When I moved half-way across the country to take a new job, I had no local support system for my 2-year-old. Putting him in a full-time day care was the plan. I wanted a day care center with a good reputation that is located near work and home. My story, like so many others, includes phone calls and long wait lists. At first, it was hard to understand how I could be willing to pay for a service and it could just not exist.

Opening a large daycare center is risky. Who wants to take that risk? I joked that I’d quit my professor gig and start a daycare in response to the huge demand. Of course, I did not. Fortunately, I don’t live in one of the American counties that lost population over the past ten years.

The WSJ on demographics describes this situation in a shrinking county:

In Lincoln County, Kan., pop. 2,986, about 40 miles west of Salina, Kan., economic development director Kelly Gourley set out to build the county’s first day-care center not run out of someone’s home. A child-care shortage was making it difficult to work and raise children, she saw. The town’s handful of in-home daycares were the only options, and they tended to come and go.

Ms. Gourley estimated it could cost as much as a half-million dollars to build the facility, and she didn’t think it could weather fluctuations in demand. “In a rural community, you lose one kid and you might be in the red all the sudden,” she said. She shelved the plan and instead is working to increase the supply of in-home caretakers.

Allison Johnson, a 32-year-old nursing home speech pathologist, grew up in Lincoln County and hoped one day to have three children. She no longer thinks that is feasible after she had to wait a year to get an in-home daycare spot when her first child was born. Now she and her husband, who owns a residential-construction business, are trying to figure out how they would juggle having a second child.

Her father, a farmer, watches her son, now 2, when her in-home daycare provider isn’t available.
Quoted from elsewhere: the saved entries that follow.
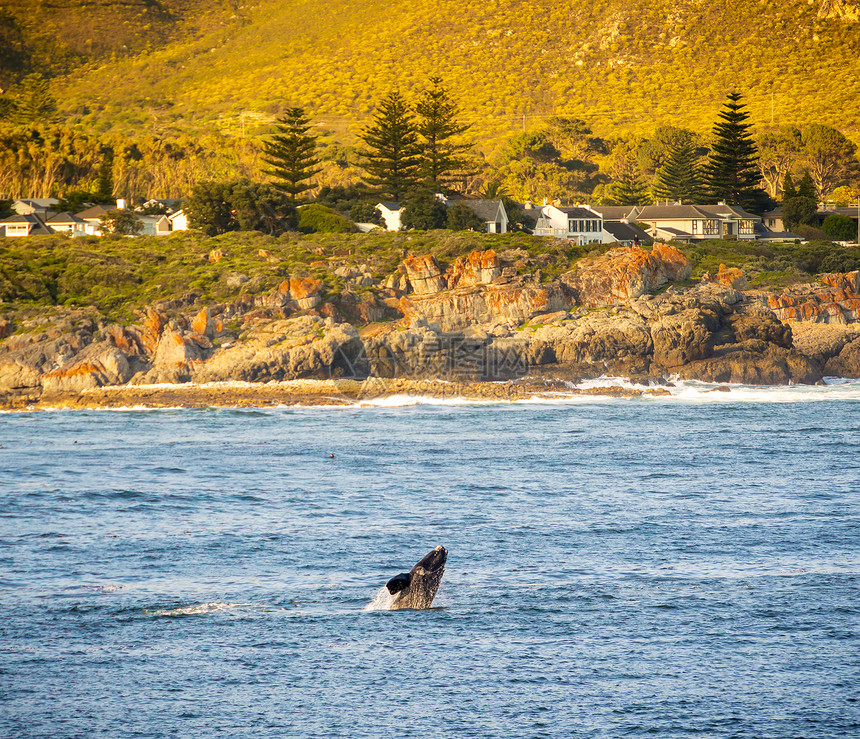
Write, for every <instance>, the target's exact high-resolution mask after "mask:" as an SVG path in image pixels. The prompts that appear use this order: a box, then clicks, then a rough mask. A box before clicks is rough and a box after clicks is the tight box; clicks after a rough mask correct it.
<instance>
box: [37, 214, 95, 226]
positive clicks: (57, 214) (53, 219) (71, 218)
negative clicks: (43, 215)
mask: <svg viewBox="0 0 860 739" xmlns="http://www.w3.org/2000/svg"><path fill="white" fill-rule="evenodd" d="M85 222H86V221H84V219H83V218H78V217H77V216H73V215H72V214H71V213H65V212H63V213H55V214H54V215H52V216H51V217H50V218H49V219H48V220H47V221H46V223H49V224H51V223H55V224H57V225H60V224H66V223H85Z"/></svg>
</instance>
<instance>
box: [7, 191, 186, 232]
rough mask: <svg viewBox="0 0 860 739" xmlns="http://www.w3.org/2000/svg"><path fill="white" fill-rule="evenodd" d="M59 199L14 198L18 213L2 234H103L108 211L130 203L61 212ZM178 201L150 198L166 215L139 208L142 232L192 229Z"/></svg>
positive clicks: (150, 231) (14, 202)
mask: <svg viewBox="0 0 860 739" xmlns="http://www.w3.org/2000/svg"><path fill="white" fill-rule="evenodd" d="M59 202H60V201H59V200H57V199H56V198H20V199H18V200H15V201H13V203H12V210H14V211H15V215H12V216H10V217H9V218H6V219H4V220H2V221H0V229H3V230H4V233H0V236H6V237H8V238H13V237H18V236H44V235H46V234H56V233H62V234H68V235H69V236H101V235H102V223H101V219H102V216H104V215H105V214H106V213H107V212H108V211H110V210H114V209H120V210H125V209H126V202H125V201H124V200H117V201H116V205H115V206H105V205H94V206H92V207H90V208H87V209H86V210H83V211H81V212H80V213H67V212H64V211H58V210H57V209H56V208H57V205H59ZM179 205H180V201H178V200H150V201H148V202H146V203H144V206H143V210H146V209H147V208H146V206H159V207H158V209H159V210H164V211H165V212H164V213H163V214H158V215H146V214H145V213H139V212H137V211H134V210H132V211H129V212H131V213H133V214H134V216H135V217H136V218H137V219H138V221H139V222H140V225H141V231H140V233H141V234H146V235H149V236H164V235H166V234H169V233H170V232H171V231H178V230H181V229H185V228H188V223H187V220H186V218H185V214H184V213H183V212H182V209H181V208H180V207H179Z"/></svg>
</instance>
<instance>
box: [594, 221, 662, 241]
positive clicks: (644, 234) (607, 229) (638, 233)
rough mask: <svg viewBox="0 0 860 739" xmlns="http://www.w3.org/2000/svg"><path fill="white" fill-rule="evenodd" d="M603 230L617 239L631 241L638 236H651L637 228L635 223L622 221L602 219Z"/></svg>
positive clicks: (645, 238)
mask: <svg viewBox="0 0 860 739" xmlns="http://www.w3.org/2000/svg"><path fill="white" fill-rule="evenodd" d="M603 230H604V231H606V232H607V233H609V234H611V235H612V236H614V237H615V238H616V239H617V240H618V241H633V240H634V239H636V238H638V239H639V240H640V241H641V240H642V239H649V238H651V237H650V236H649V235H648V233H647V232H646V231H644V230H643V229H641V228H639V226H637V225H636V224H635V223H622V222H621V221H604V222H603Z"/></svg>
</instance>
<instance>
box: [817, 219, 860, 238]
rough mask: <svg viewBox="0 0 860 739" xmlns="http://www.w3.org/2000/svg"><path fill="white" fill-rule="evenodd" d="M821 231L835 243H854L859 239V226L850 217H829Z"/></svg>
mask: <svg viewBox="0 0 860 739" xmlns="http://www.w3.org/2000/svg"><path fill="white" fill-rule="evenodd" d="M821 230H822V231H824V233H826V234H827V235H828V236H829V237H830V238H831V239H834V240H835V241H853V240H854V239H855V238H856V237H857V224H855V223H854V219H853V218H851V217H849V216H838V215H829V216H827V218H825V219H824V223H822V224H821Z"/></svg>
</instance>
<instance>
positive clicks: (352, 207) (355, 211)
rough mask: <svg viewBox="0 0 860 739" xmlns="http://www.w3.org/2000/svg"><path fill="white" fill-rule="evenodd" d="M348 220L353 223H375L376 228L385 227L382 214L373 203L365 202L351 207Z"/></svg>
mask: <svg viewBox="0 0 860 739" xmlns="http://www.w3.org/2000/svg"><path fill="white" fill-rule="evenodd" d="M349 219H350V220H351V221H352V222H353V223H375V224H376V225H377V226H384V225H385V220H384V219H383V218H382V214H381V213H380V212H379V211H378V210H377V208H376V206H375V205H374V204H373V203H370V202H367V201H364V202H360V203H356V204H355V205H353V206H352V208H350V209H349Z"/></svg>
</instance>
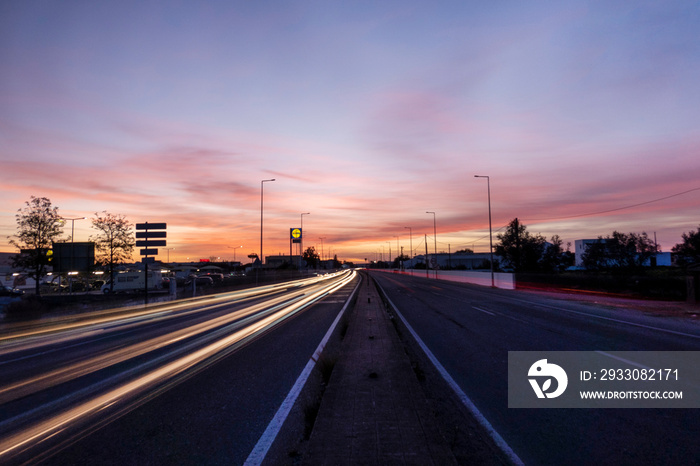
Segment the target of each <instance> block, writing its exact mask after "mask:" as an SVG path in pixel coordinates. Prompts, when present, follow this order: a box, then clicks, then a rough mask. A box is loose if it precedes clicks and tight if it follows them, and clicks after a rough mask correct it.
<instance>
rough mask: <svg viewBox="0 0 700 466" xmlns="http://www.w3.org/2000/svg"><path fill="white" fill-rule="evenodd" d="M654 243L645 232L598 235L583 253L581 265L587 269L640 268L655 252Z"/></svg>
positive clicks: (589, 269)
mask: <svg viewBox="0 0 700 466" xmlns="http://www.w3.org/2000/svg"><path fill="white" fill-rule="evenodd" d="M656 250H657V248H656V245H655V244H654V242H653V241H652V240H650V239H649V236H648V235H647V234H646V233H641V234H638V233H629V234H625V233H620V232H619V231H614V232H613V234H612V236H607V237H606V238H603V237H602V236H599V237H598V240H597V241H596V242H595V243H592V244H590V245H589V246H588V248H587V249H586V252H585V253H584V254H583V265H584V267H586V269H588V270H605V269H608V270H618V271H620V270H625V271H631V270H633V269H638V268H640V267H641V266H642V265H643V264H644V263H645V262H646V261H647V260H648V259H649V258H650V257H651V256H652V255H654V254H655V253H656Z"/></svg>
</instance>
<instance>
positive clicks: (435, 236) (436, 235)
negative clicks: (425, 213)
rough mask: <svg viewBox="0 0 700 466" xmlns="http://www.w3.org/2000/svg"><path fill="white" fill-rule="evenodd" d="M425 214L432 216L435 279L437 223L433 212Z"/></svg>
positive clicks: (434, 213)
mask: <svg viewBox="0 0 700 466" xmlns="http://www.w3.org/2000/svg"><path fill="white" fill-rule="evenodd" d="M425 213H426V214H433V244H434V246H433V251H434V252H435V277H436V278H437V221H436V220H435V212H428V211H426V212H425Z"/></svg>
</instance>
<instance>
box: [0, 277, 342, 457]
mask: <svg viewBox="0 0 700 466" xmlns="http://www.w3.org/2000/svg"><path fill="white" fill-rule="evenodd" d="M339 279H340V277H339V278H338V279H331V280H327V281H324V282H322V283H308V282H304V283H300V284H297V285H293V286H282V287H278V286H273V287H261V288H259V289H255V290H253V291H254V292H257V291H260V290H264V292H263V293H262V294H255V295H248V294H247V293H248V291H244V292H237V293H230V294H225V295H217V296H212V297H205V298H202V299H197V300H194V301H188V302H186V303H183V304H181V305H179V304H178V305H175V304H174V305H164V306H154V307H153V308H149V309H146V310H144V309H135V310H127V311H120V312H117V313H114V314H110V313H108V312H102V313H98V314H95V315H91V316H89V317H90V318H89V319H88V318H86V316H82V317H81V318H79V319H76V320H71V319H68V320H64V321H61V322H59V323H55V322H54V323H47V322H44V323H43V325H35V326H32V327H29V328H24V329H18V328H0V369H2V370H3V379H2V381H1V382H0V463H3V464H14V463H17V464H21V463H22V462H24V461H30V462H36V461H39V460H41V461H44V462H45V464H120V465H123V464H242V463H243V462H244V461H245V459H246V458H247V456H248V454H249V453H250V451H251V450H252V448H253V446H254V445H255V443H256V442H257V440H258V438H259V437H260V435H261V434H262V432H263V431H264V429H265V428H266V427H267V424H268V423H269V421H270V419H271V418H272V417H273V415H274V414H275V412H276V410H277V409H278V407H279V405H280V404H281V402H282V400H283V399H284V397H285V396H286V395H287V393H288V392H289V390H290V388H291V387H292V385H293V384H294V382H295V380H296V378H297V377H298V375H299V374H300V373H301V371H302V369H303V368H304V366H305V365H306V363H307V362H308V360H309V358H310V356H311V355H312V354H313V352H314V350H315V349H316V347H317V345H318V344H319V342H320V341H321V339H322V338H323V336H324V334H325V333H326V331H327V330H328V328H329V327H330V325H331V323H332V321H333V319H335V317H336V316H337V314H338V312H339V311H340V309H341V308H342V306H343V304H344V300H345V299H347V296H348V295H349V293H350V292H351V291H352V289H353V282H354V281H353V282H349V283H348V284H346V285H345V286H344V287H343V288H341V289H340V290H339V291H337V292H335V293H334V294H332V295H330V296H326V294H325V293H326V292H327V289H328V286H329V285H330V284H331V283H337V282H338V280H339ZM313 296H318V298H319V299H320V300H318V301H314V302H313V303H311V304H310V305H308V306H306V307H303V308H300V310H297V308H298V306H299V305H301V304H303V303H304V301H305V300H306V299H310V298H311V297H313Z"/></svg>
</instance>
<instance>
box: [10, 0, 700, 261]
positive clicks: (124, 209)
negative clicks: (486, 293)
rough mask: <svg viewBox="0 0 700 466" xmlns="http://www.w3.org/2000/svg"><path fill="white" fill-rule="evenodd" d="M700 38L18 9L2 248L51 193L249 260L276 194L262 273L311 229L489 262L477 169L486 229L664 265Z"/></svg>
mask: <svg viewBox="0 0 700 466" xmlns="http://www.w3.org/2000/svg"><path fill="white" fill-rule="evenodd" d="M699 31H700V3H699V2H698V1H697V0H693V1H674V0H669V1H663V2H647V1H615V0H602V1H557V2H551V1H541V2H540V1H527V2H522V1H424V2H416V1H410V0H402V1H388V2H377V1H344V2H342V1H339V2H336V1H296V2H287V1H279V2H270V1H252V2H251V1H245V2H244V1H223V0H222V1H202V2H200V1H196V2H195V1H189V2H188V1H167V2H166V1H162V2H151V1H142V0H139V1H125V0H120V1H113V2H94V1H72V0H66V1H56V0H50V1H34V0H23V1H4V2H1V3H0V189H1V192H0V251H2V252H13V251H14V249H13V247H12V246H10V244H9V242H8V239H7V236H10V235H13V234H14V233H15V232H16V222H15V214H16V213H17V210H18V209H20V208H22V207H24V203H25V201H28V200H29V199H30V197H31V196H37V197H48V198H49V199H50V200H51V201H52V202H53V204H54V205H55V206H58V207H59V212H60V214H61V215H63V216H65V217H82V216H86V217H88V218H90V217H94V215H95V213H96V212H102V211H107V212H110V213H113V214H122V215H124V216H126V217H127V219H128V220H130V221H131V222H133V223H140V222H145V221H149V222H167V224H168V246H169V247H172V248H174V249H172V250H171V251H170V260H171V261H185V260H187V259H188V258H189V259H190V260H199V259H200V258H209V257H222V258H224V259H229V260H232V259H233V254H234V250H233V249H232V248H234V247H238V246H243V248H237V249H236V251H237V252H236V259H242V258H244V256H247V255H248V254H249V253H251V252H259V248H260V244H259V243H260V186H261V183H260V182H261V180H264V179H270V178H275V179H276V181H275V182H269V183H265V184H264V253H265V255H271V254H277V253H282V254H288V252H289V241H288V238H289V228H293V227H299V226H300V214H301V213H302V212H310V215H306V216H304V236H305V240H304V243H305V246H316V248H317V250H319V252H320V250H321V239H320V238H324V239H323V247H324V252H325V253H326V255H327V254H328V252H329V249H330V251H331V254H337V255H338V258H339V259H341V260H342V259H346V260H352V261H361V260H362V259H364V258H369V259H377V258H378V257H379V254H380V253H381V252H382V249H383V253H384V258H385V259H386V258H388V254H389V248H391V254H392V257H395V256H396V244H397V238H396V236H399V239H398V240H399V244H400V246H402V247H404V250H405V252H406V253H408V249H409V230H408V228H406V227H410V228H411V229H412V236H413V241H412V243H413V248H414V250H416V252H417V253H422V252H424V251H425V244H424V237H425V236H424V235H426V234H427V235H428V244H429V245H430V250H431V251H432V247H433V215H432V214H426V211H434V212H436V223H437V241H438V250H444V251H447V250H448V247H449V249H450V250H451V251H453V252H454V251H455V250H457V249H462V248H465V247H468V248H473V249H475V250H476V251H477V252H486V251H488V203H487V183H486V180H485V179H480V178H475V177H474V175H477V174H478V175H488V176H490V182H491V206H492V212H493V228H494V235H495V234H496V232H497V231H498V230H499V229H501V228H502V227H503V226H504V225H506V224H507V223H508V222H510V221H511V220H512V219H513V218H515V217H518V218H519V219H520V220H521V221H522V222H523V223H524V224H525V225H526V226H527V228H528V231H530V232H531V233H541V234H542V235H544V236H546V237H548V238H549V237H551V236H552V235H555V234H556V235H559V236H560V237H561V238H562V239H563V240H564V245H566V243H567V242H569V241H570V242H572V243H573V241H574V240H576V239H582V238H596V237H598V236H601V235H602V236H607V235H609V234H611V233H612V232H613V231H614V230H618V231H621V232H625V233H629V232H638V233H639V232H643V231H646V232H647V233H648V234H649V235H650V236H651V237H652V238H653V235H654V233H656V237H657V240H658V242H659V244H660V246H661V248H662V250H663V251H670V249H671V247H672V246H673V245H675V244H676V243H679V242H680V241H681V235H682V233H684V232H688V231H694V230H696V229H697V228H698V225H700V33H699ZM75 230H76V234H75V240H76V241H86V240H87V239H88V238H89V236H90V235H92V234H95V230H93V229H91V228H90V222H89V221H88V220H79V221H76V222H75ZM501 231H502V230H501ZM66 233H67V235H70V222H68V225H67V229H66ZM135 258H136V255H135ZM158 258H159V259H163V260H164V259H165V258H166V251H163V250H161V254H160V255H159V256H158ZM246 259H247V258H246Z"/></svg>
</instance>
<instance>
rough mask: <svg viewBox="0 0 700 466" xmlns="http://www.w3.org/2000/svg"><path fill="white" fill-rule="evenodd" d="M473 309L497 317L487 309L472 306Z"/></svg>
mask: <svg viewBox="0 0 700 466" xmlns="http://www.w3.org/2000/svg"><path fill="white" fill-rule="evenodd" d="M472 309H476V310H477V311H481V312H485V313H486V314H490V315H492V316H495V315H496V314H494V313H493V312H491V311H487V310H486V309H481V308H479V307H476V306H472Z"/></svg>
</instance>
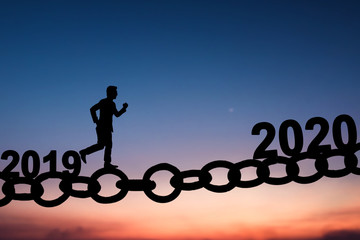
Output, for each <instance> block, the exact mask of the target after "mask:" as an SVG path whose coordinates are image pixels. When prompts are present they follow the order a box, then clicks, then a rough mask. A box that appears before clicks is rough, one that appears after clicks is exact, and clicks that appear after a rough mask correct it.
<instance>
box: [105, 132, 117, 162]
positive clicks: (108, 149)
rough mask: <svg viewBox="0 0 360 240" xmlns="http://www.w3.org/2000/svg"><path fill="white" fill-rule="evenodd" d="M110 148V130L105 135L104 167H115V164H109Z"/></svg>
mask: <svg viewBox="0 0 360 240" xmlns="http://www.w3.org/2000/svg"><path fill="white" fill-rule="evenodd" d="M111 149H112V134H111V131H109V133H108V134H107V135H106V143H105V152H104V167H106V168H116V167H117V166H116V165H112V164H111Z"/></svg>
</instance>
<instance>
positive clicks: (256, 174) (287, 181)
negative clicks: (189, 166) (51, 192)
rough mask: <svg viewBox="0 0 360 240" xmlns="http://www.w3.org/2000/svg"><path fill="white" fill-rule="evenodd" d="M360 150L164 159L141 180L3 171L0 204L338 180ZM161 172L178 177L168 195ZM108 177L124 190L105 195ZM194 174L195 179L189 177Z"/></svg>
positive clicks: (60, 173)
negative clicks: (78, 184)
mask: <svg viewBox="0 0 360 240" xmlns="http://www.w3.org/2000/svg"><path fill="white" fill-rule="evenodd" d="M359 150H360V143H357V144H355V145H353V146H344V147H342V148H341V149H327V150H319V151H318V152H316V151H313V152H303V153H300V154H298V155H295V156H292V157H283V156H272V157H269V158H266V159H264V160H258V159H248V160H244V161H241V162H238V163H232V162H229V161H225V160H216V161H213V162H210V163H208V164H206V165H205V166H204V167H202V168H201V169H200V170H186V171H180V170H179V169H178V168H176V167H175V166H173V165H171V164H168V163H160V164H157V165H155V166H153V167H151V168H149V169H148V170H147V171H146V172H145V173H144V176H143V178H142V179H128V177H127V176H126V175H125V174H124V173H123V172H122V171H121V170H119V169H115V168H109V169H108V168H102V169H99V170H97V171H96V172H94V173H93V174H92V175H91V177H86V176H74V175H72V174H70V173H69V172H68V171H64V172H45V173H42V174H40V175H38V176H37V177H35V178H29V177H20V176H19V175H16V174H10V175H9V174H8V175H7V176H5V175H4V174H2V173H0V179H2V180H3V181H5V182H4V184H3V187H2V192H3V195H4V197H3V198H2V199H0V206H5V205H7V204H8V203H10V202H11V201H12V200H19V201H29V200H33V201H35V202H36V203H37V204H39V205H40V206H43V207H54V206H58V205H60V204H62V203H63V202H65V201H66V200H67V199H68V198H69V197H70V196H71V197H76V198H92V199H93V200H94V201H96V202H98V203H115V202H118V201H120V200H121V199H123V198H124V197H125V196H126V194H127V193H128V192H129V191H143V192H144V193H145V194H146V196H148V197H149V198H150V199H151V200H153V201H155V202H158V203H166V202H170V201H172V200H174V199H176V198H177V197H178V196H179V195H180V193H181V191H193V190H197V189H201V188H205V189H207V190H209V191H212V192H217V193H223V192H227V191H230V190H232V189H234V188H235V187H238V188H252V187H256V186H259V185H260V184H263V183H267V184H270V185H283V184H287V183H289V182H292V181H293V182H296V183H299V184H309V183H313V182H316V181H318V180H319V179H320V178H322V177H323V176H326V177H329V178H339V177H343V176H346V175H348V174H350V173H352V174H356V175H360V168H359V167H358V158H357V156H356V152H357V151H359ZM336 156H339V157H343V158H344V166H345V167H344V168H342V169H337V170H332V169H329V162H328V159H329V158H331V157H336ZM306 159H313V160H315V169H316V171H317V172H316V173H314V174H313V175H310V176H299V173H300V167H299V165H298V162H299V161H303V160H306ZM275 164H283V165H285V170H286V175H285V176H283V177H272V176H271V173H270V166H272V165H275ZM249 167H254V168H256V176H257V177H256V178H255V179H252V180H242V170H243V169H246V168H249ZM217 168H225V169H227V170H228V173H227V180H228V181H227V183H225V184H223V185H215V184H212V179H213V177H212V175H211V173H210V171H212V170H214V169H217ZM159 171H168V172H170V173H171V174H173V176H172V177H171V179H170V183H169V184H170V185H171V186H172V187H173V188H174V189H173V191H172V192H171V193H170V194H168V195H165V196H163V195H158V194H156V193H154V191H153V190H154V189H155V188H156V185H157V184H156V182H155V181H153V180H151V178H152V176H153V175H154V174H155V173H157V172H159ZM105 175H114V176H116V177H118V178H119V180H117V182H116V184H115V186H116V188H117V189H119V191H118V192H117V193H116V194H114V195H112V196H102V195H100V194H99V193H100V191H101V185H100V183H99V181H98V179H99V178H101V177H102V176H105ZM191 178H192V179H193V178H195V179H196V180H195V181H192V182H191V181H190V182H189V181H186V180H189V179H191ZM49 179H59V180H60V183H59V189H60V190H61V191H62V195H61V196H59V197H58V198H56V199H52V200H47V199H43V198H42V196H43V194H44V192H45V190H44V187H43V185H42V183H43V182H44V181H46V180H49ZM77 183H80V184H86V185H87V190H76V189H74V184H77ZM17 184H27V185H29V186H30V192H29V193H17V192H16V191H15V186H16V185H17Z"/></svg>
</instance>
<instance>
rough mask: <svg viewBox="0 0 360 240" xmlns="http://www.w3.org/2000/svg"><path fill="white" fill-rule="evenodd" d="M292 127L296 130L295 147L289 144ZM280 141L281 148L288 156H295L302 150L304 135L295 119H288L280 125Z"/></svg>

But he and her brother are in their busy season, and “they’re not going to be able to do anything but throw him in the tractor.”

There are attractive economies of scale for day-care centers. This economic fact is part of the reason that young people are leaving rural areas, which in turn makes it harder for rural areas to support services for young families.

There has always been a huge amount of value created at home within families that is not fully captured by GDP. As more childcare is moving to the formal market, we are starting to see just how valuable those services are that used to be provided in the family.

Whatever your views on the matter, it’s not surprising that politicians are talking about subsidized day care.

Allowing for flexibility through policy moves like vouchers and de-regulating in-home daycares is important. Some communities can’t support a day-care center facility, like the one in this article. I think the if you build it they will come philosophy, if applied too widely, would be hugely expensive and not efficient. On the other hand, there could be situations in which more day care would be provided if the local government would take on some of the risk currently faced by entrepreneurs.